Surviving immigrants lie on the deck of Italian coastguard ship Bruno Gregoretti in Senglea, in Valletta's Grand Harbour (Reuters / Darrin Zammit)
Britain’s intelligence services may be deployed to hunt for traffickers who smuggle refugees on overcrowded and rickety boats into Europe across the Mediterranean Sea. Thousands of people have died attempting the dangerous crossing.

Prime Minister David Cameron will also back an expanded EU search and rescue program, according to reports. He is expected to offer financial support and assistance from UK’s security services at Thursday’s emergency meeting in Brussels, the Times reports.

EU officials are trying to find a cross-national response to the migrant crisis. The proposal to hunt down traffickers’ boats and destroy them is one of 10 plans to be discussed at the meeting.

The British navy could be used to help in new “search and destroy” missions targeting smugglers’ boats. Some EU officials are comparing a possible response to the migrant crisis in the Mediterranean with operations to counter Somali pirates and to protect legitimate international vessels.

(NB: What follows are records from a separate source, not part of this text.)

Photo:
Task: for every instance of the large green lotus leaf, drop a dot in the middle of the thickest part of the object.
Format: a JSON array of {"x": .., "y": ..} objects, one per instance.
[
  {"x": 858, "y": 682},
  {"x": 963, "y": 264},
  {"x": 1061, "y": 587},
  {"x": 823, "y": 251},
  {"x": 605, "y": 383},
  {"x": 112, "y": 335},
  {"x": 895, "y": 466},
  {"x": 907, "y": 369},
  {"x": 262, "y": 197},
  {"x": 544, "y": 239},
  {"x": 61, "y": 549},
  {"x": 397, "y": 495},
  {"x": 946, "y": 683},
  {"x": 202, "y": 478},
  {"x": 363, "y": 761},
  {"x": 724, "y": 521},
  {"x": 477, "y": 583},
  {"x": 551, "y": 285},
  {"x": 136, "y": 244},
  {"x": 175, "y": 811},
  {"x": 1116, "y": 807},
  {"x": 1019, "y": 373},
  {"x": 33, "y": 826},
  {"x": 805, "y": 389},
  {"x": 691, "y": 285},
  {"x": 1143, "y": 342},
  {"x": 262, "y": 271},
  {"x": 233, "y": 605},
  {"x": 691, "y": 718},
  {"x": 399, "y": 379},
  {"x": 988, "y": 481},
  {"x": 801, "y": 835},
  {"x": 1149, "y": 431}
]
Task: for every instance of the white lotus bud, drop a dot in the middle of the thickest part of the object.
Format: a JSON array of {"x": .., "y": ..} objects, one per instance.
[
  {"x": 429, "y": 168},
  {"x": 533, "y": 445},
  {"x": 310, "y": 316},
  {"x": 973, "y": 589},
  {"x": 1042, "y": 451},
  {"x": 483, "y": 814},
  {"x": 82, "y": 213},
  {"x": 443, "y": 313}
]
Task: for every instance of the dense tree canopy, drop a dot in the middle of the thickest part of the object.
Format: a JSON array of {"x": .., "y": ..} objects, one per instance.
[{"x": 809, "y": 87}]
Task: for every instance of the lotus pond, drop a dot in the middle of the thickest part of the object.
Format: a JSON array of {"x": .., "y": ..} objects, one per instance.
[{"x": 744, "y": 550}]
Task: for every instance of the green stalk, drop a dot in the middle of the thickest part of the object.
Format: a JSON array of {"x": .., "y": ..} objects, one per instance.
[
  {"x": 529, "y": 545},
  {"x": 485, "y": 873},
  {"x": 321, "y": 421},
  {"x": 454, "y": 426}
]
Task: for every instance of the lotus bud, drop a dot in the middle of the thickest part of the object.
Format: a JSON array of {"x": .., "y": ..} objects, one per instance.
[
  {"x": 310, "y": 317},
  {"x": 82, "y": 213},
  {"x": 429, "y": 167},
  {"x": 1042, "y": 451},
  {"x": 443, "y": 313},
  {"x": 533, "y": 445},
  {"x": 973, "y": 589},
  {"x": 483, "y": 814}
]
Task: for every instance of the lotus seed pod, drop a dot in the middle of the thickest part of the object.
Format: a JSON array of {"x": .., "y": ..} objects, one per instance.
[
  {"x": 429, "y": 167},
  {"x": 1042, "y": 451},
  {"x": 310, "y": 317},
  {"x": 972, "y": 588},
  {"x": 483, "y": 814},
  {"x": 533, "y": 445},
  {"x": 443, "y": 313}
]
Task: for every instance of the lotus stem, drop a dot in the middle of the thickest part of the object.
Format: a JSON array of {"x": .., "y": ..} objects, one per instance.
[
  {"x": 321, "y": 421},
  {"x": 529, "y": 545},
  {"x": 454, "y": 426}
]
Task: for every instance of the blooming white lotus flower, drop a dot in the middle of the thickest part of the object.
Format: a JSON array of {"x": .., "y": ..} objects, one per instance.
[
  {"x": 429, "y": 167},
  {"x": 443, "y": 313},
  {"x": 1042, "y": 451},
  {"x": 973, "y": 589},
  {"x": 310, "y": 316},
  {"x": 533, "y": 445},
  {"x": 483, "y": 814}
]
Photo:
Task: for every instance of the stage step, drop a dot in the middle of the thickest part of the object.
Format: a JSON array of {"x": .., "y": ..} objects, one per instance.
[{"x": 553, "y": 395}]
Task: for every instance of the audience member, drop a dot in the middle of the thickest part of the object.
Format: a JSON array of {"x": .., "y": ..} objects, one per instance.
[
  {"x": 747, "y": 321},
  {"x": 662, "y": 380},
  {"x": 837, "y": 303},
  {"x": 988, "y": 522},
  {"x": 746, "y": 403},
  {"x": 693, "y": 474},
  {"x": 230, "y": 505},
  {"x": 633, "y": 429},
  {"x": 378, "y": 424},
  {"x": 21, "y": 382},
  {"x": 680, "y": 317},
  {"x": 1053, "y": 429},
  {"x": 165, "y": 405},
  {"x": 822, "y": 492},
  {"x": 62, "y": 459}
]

READ MORE: Royal Navy warship could be dispatched to tackle Mediterranean migrant crisis

While traffickers put desperate refugees on boats, what EU nations really ought to focus on is increasing search and rescue operations, experts say.

The UK government had last year ended its support for the Italian search and rescue program Mare Nostrum.

Cameron admitted on Wednesday the attempt to replace the Mare Nostrum program with the EU’s much smaller Triton operation did not work.

READ MORE: 200 body bags on Brighton beach highlight scale of Mediterranean migrant crisis

“It was a decision that was made by the EU and Italy,” he told ITV’s This Morning. “They found at some stage it did look like more people were taking to boats. So they, the EU, decided to end that policy and have a coastguard policy. That hasn’t worked either.”

“Now we need to make sure we do more to save lives. That will involve more search and rescue, and there is a contribution I’m sure we can make to that. But that alone won’t be enough. We’ve got to go after the real causes of the problem.”

London Mayor Boris Johnson said the SAS could be sent to help the rescue mission and to tackle traffickers.